Hot tub tranquility in the winter

Spa Care in the Winter: Everything you need to know to take care of your hot tub as the temperature drops

Hot tub tranquility in the winter
Enjoy any time of day or weather in a hot tub

While it may seem counterintuitive to go outside and get in a body of water in the middle of winter, a hot tub in freezing temperatures can be a rewarding and relaxing treat! But there are several things you need to know, especially if this is your first time caring for a spa in winter. Spa Care always seems daunting at first, but just like the initial learning curve for sanitizing and balancing your spa, once you’ve experienced the bliss of soaking in a hot tub in winter, it won’t seem so challenging.

Winterizing your Spa

If you really won’t be using your spa during the winter, either because of inclement weather or due to travel plans, there is still an important spa care step to take before the cold sets in: Winterization.

Winterization is the process of protecting an empty spa from freezing. If you will not be using the hot tub or will be away and unable to perform the required regular spa care routine of sanitizing and balancing your spa, you will need to drain the tub and fill the lines with antifreeze. Removing all the water from the lines of your spa’s plumping is impossible, and even a little water can result in disastrous and costly freezing damage.

Any time a spa will be empty for any length of time in below-freezing temperatures, it must be adequately winterized.

If you plan to be away or empty your tub this winter, call us and ask about our winterization rates!

Wintertime Water Changes

But if the spa cannot be empty for any lengthy time, how are you supposed to keep up with your required water changes? Because of the risk of freezing, we recommend avoiding water changes in the coldest months of January and February. Schedule a water change in the early weeks of December when the weather is relatively warm and sunny. A water change in Late March / Early April (when the weather warms), a change in June, and a change in September.

Depending on your use, you may need to change your water more often, but a good rule of thumb is 3 – 4 months between water changes.

If you find yourself in the middle of winter and need a water change, you must pay close attention to the weather. Find a day or a few days where the temperature will stay above freezing for at least 24 hours: to give you enough time to clean, drain, and refill the tub and allow the water to move through the system and begin to heat up before the temperature drops back down.

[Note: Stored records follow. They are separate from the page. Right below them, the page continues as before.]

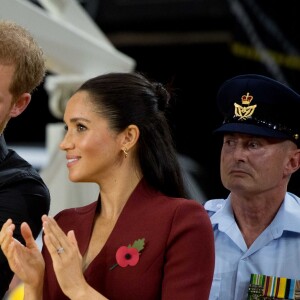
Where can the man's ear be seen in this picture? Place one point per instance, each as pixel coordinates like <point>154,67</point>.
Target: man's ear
<point>20,105</point>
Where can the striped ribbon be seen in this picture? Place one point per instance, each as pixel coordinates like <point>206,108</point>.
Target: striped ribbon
<point>272,287</point>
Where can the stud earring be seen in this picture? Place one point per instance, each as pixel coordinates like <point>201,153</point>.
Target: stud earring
<point>125,152</point>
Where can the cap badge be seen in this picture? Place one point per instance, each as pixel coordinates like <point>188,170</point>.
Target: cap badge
<point>244,112</point>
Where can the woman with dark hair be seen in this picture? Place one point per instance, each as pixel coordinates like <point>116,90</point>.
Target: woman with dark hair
<point>142,238</point>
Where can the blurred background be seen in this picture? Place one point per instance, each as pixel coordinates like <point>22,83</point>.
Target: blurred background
<point>192,45</point>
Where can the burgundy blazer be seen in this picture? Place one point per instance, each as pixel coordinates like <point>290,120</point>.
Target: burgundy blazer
<point>177,261</point>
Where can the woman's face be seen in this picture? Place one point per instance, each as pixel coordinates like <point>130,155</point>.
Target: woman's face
<point>93,150</point>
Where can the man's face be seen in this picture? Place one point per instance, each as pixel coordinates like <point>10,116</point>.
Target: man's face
<point>6,98</point>
<point>251,164</point>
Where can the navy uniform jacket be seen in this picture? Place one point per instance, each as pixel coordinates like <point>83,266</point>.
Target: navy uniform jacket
<point>177,261</point>
<point>23,197</point>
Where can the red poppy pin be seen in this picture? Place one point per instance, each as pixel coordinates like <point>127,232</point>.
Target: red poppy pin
<point>130,255</point>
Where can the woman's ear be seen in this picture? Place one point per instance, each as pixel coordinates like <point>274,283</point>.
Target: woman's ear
<point>20,105</point>
<point>131,136</point>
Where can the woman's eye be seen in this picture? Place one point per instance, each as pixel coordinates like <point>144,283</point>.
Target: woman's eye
<point>80,127</point>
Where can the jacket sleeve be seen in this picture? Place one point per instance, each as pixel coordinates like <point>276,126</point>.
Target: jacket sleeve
<point>190,256</point>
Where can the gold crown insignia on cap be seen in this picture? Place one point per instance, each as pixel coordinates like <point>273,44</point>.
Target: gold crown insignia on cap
<point>244,112</point>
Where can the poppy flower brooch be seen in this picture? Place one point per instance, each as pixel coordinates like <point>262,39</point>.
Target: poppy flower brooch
<point>130,255</point>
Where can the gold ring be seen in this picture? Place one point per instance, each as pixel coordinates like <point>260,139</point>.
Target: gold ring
<point>60,250</point>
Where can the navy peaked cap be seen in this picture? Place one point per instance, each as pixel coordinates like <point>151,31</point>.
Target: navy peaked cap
<point>258,105</point>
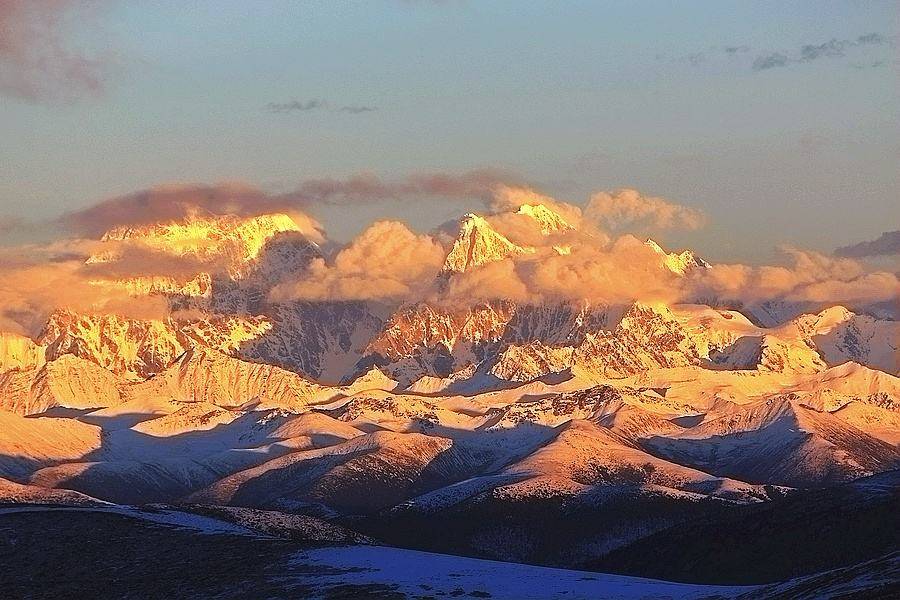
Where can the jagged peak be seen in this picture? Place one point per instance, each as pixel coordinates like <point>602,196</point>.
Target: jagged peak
<point>678,263</point>
<point>549,220</point>
<point>478,243</point>
<point>196,226</point>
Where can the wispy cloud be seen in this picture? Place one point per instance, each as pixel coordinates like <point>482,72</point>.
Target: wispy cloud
<point>355,109</point>
<point>38,60</point>
<point>811,52</point>
<point>316,104</point>
<point>295,106</point>
<point>886,245</point>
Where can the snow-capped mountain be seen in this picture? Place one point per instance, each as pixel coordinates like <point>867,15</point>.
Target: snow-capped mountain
<point>477,244</point>
<point>433,407</point>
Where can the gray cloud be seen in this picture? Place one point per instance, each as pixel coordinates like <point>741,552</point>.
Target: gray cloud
<point>176,201</point>
<point>886,245</point>
<point>355,109</point>
<point>316,104</point>
<point>810,52</point>
<point>38,60</point>
<point>295,106</point>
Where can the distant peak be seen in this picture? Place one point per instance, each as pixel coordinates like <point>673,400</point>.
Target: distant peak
<point>477,244</point>
<point>678,263</point>
<point>549,220</point>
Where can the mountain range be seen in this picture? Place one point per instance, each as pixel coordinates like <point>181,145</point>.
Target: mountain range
<point>500,416</point>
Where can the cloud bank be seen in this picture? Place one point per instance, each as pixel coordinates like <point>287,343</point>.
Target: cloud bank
<point>887,244</point>
<point>590,253</point>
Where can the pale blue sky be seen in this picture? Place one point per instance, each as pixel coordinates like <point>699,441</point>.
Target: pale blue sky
<point>575,96</point>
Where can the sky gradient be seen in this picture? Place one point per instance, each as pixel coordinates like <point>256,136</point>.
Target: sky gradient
<point>778,120</point>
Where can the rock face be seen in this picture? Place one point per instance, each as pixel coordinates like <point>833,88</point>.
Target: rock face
<point>68,382</point>
<point>478,244</point>
<point>216,379</point>
<point>549,221</point>
<point>678,263</point>
<point>237,242</point>
<point>19,352</point>
<point>138,349</point>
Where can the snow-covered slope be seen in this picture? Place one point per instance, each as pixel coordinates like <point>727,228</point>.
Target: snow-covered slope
<point>476,244</point>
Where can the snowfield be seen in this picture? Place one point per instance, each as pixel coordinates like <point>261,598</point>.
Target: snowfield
<point>424,574</point>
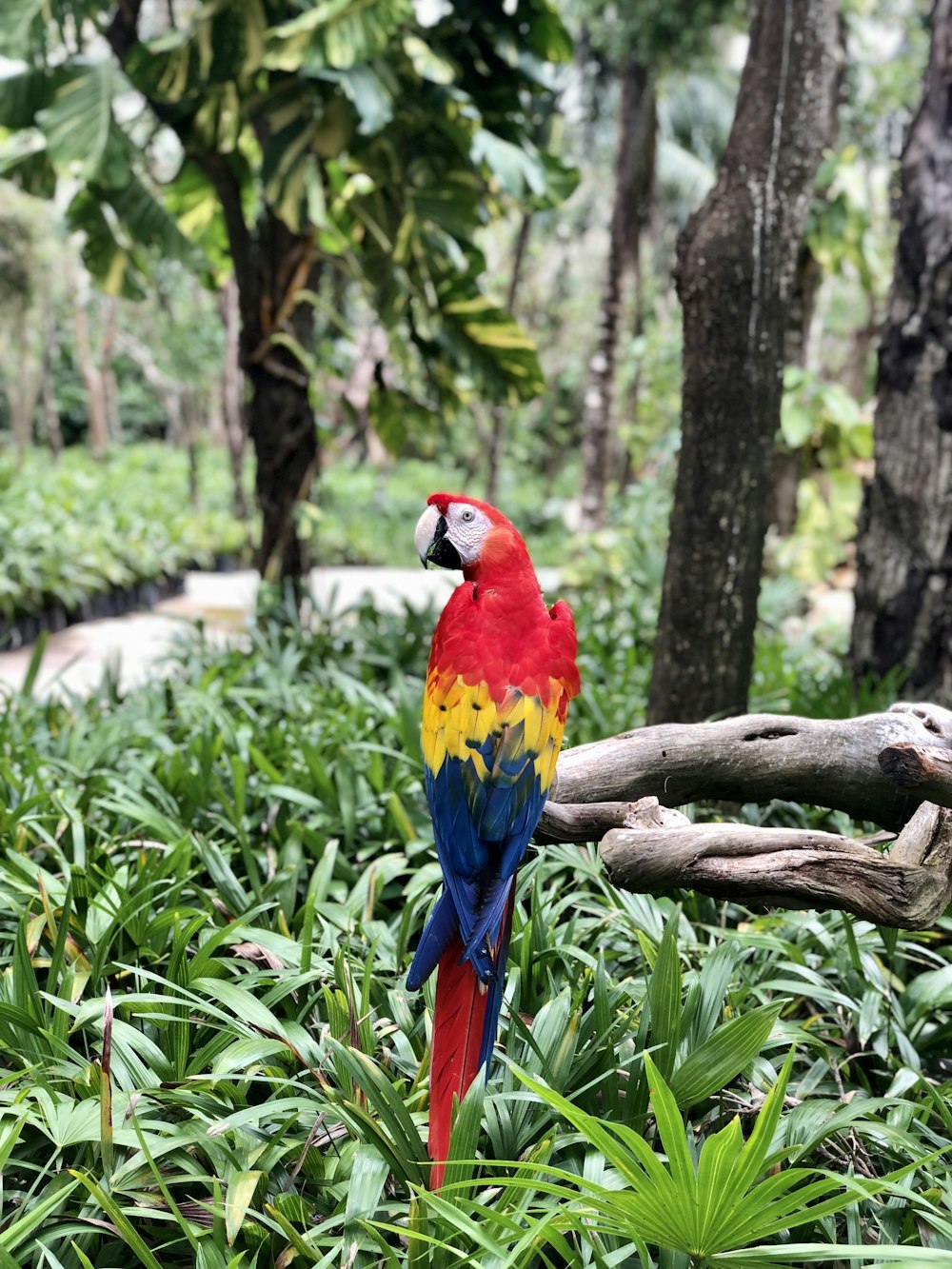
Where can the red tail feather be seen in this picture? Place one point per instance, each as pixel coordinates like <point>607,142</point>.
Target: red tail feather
<point>459,1020</point>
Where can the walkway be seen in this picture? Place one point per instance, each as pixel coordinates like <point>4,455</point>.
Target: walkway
<point>133,646</point>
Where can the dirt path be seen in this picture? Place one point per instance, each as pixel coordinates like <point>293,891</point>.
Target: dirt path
<point>135,646</point>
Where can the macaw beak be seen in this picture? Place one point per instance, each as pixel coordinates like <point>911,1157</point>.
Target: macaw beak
<point>433,545</point>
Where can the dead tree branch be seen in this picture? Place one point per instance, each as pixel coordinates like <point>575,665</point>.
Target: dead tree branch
<point>893,768</point>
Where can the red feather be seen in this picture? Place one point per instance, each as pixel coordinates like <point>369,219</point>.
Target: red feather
<point>460,1025</point>
<point>459,1020</point>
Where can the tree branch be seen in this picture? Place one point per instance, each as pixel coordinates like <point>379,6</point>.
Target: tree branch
<point>908,886</point>
<point>824,762</point>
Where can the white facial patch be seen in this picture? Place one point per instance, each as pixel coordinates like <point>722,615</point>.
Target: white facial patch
<point>467,528</point>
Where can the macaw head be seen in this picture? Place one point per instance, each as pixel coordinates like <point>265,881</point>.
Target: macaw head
<point>459,532</point>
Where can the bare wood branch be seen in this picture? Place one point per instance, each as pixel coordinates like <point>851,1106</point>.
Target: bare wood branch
<point>824,762</point>
<point>909,886</point>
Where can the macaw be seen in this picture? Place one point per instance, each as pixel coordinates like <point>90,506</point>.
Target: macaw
<point>501,677</point>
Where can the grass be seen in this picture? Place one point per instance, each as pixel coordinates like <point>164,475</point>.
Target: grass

Don’t forget to grab a bottle of Metal Gon for your refill! The sequestering agent is key to preserving the lifespan of your spa and components, helping you save money and avoid costly repairs in the long run.

How to Avoid Freezing

Sometimes no matter how prepared we are, disaster strikes. If you encounter an issue with your spa in the winter, do not turn off the hot tub unless directed by a service tech. Moving water is much more resistant to freezing than water sitting in your plumbing.

If your spa stops circulating below-freezing temperatures, you must call for service immediately! Letting the spa water sit still at any time increases the risk of damage to the plumping. While you wait for help to arrive, however, there are a few steps you can take to help preserve the warmth in your spa:

  • Leave the cover on to keep the water warm.
  • Take a small ceramic space heater and place it directly in or beside the spa’s pack area. Remove the main side panel that covers your spa pump and controls, and point the space heater into this area: to help prevent the residual water from freezing in the plumping while you wait for service!